Question
Three years ago, a pick and place robot was purchased for the express purpose of loading pieces into a machining large, complex parts used in
Three years ago, a pick and place robot was purchased for the express purpose of loading pieces into a machining large, complex parts used in commercial and military aircraft worldwide. It cost $250,000 + $75,000 in installation costs, had an estimated life of 15 years, and O&M costs of $50,000 for the first year, increasing by 10% per year thereafter. The 3 years have been depreciated for tax purposes as MACRS-GDS 7-year property.
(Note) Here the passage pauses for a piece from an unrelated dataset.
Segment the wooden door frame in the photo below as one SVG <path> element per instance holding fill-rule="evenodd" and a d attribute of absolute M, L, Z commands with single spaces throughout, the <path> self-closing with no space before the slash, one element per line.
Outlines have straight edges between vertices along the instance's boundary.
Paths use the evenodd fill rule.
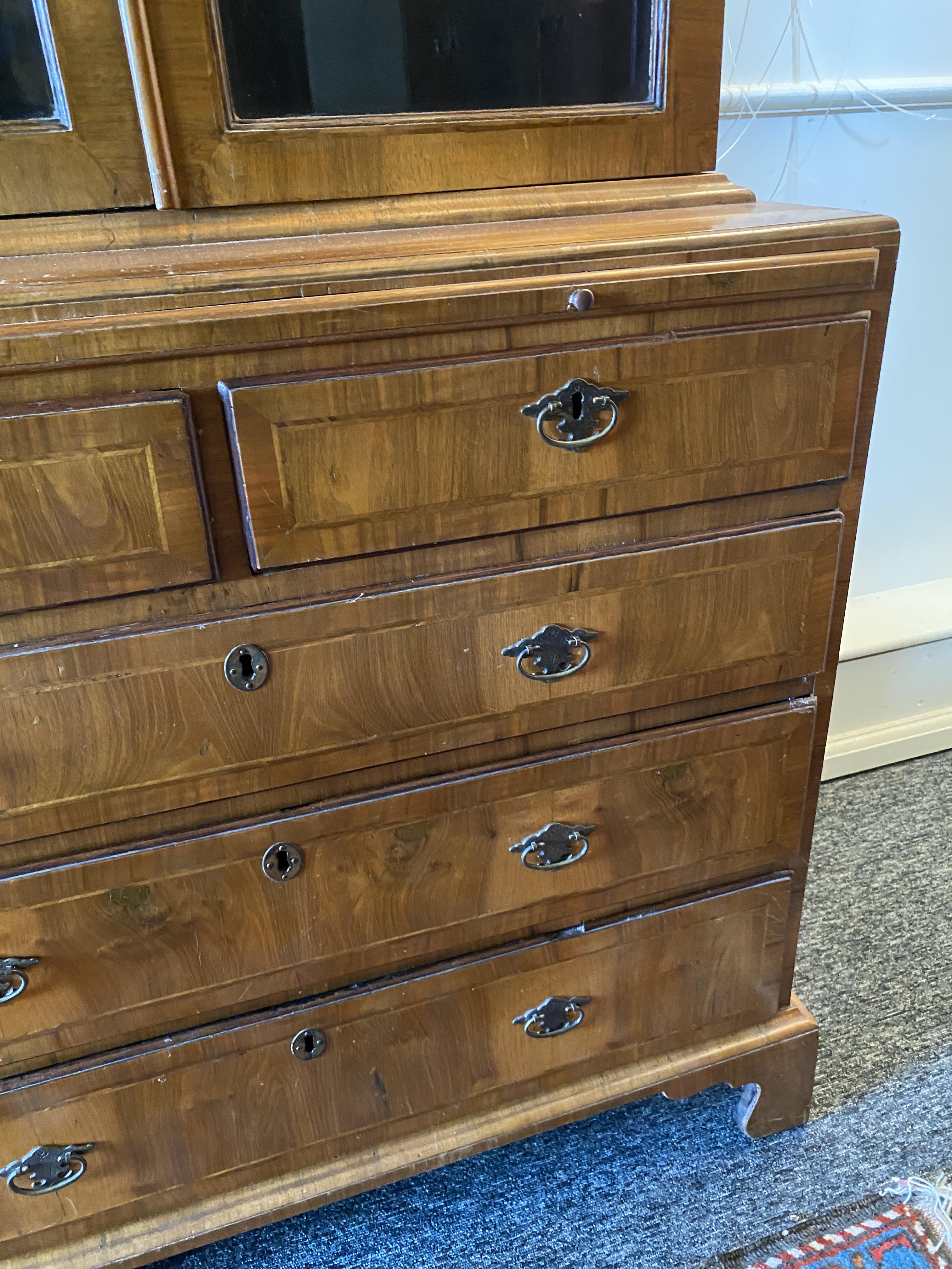
<path fill-rule="evenodd" d="M 65 119 L 0 124 L 0 216 L 147 207 L 116 0 L 47 0 Z"/>
<path fill-rule="evenodd" d="M 344 122 L 231 118 L 213 0 L 121 0 L 165 207 L 380 198 L 692 174 L 715 162 L 722 0 L 655 0 L 658 100 Z M 142 94 L 140 94 L 142 100 Z"/>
The pick and place robot was originally thought to have a salvage value of 10% of the total initial cost without installation at the end of 15 years but is now believed to have a remaining life of only 8 years with a salvage value of 20% at that time. With business booming, the existing robot is no longer sufficient to meet production needs. It is supplemented by leasing an additional robot with a lease paid at the beginning of each year for $5,000 per year and has O&M costs of $35,000 per year. As an alternative, a larger, faster, and with more degrees of freedom robot can be used alone to replace the current machine. It has a cash price of $850,000, O&M costs of $60,000 for the first year, increasing 3% per year thereafter, and a 15-year life. The new Scara robot will be acquired by financing 50% of the total cost with a loan to be repaid in 8 equal total principal payments plus interest at a rate of 3%. The existing pick and place robot can be sold on the open market for a maximum of $50,000. The salvage value of the new Scara robot is expected to be $850,000(0.80t) after t years. The after-tax MARR is 10 percent, the tax rate is 40 percent, and the planning horizon is 8 years.
a). Clearly show the cash flow profile for each alternative using the insider’s approach.
b). Using an EUAC and a cash flow (insider’s viewpoint), decide which is the more favorable alternative using a planning horizon of 8 years.
c). Using an EUAC, the insider approach, and assuming that Section 1031 like-kind property exchange is used, determine the more favorable alternative.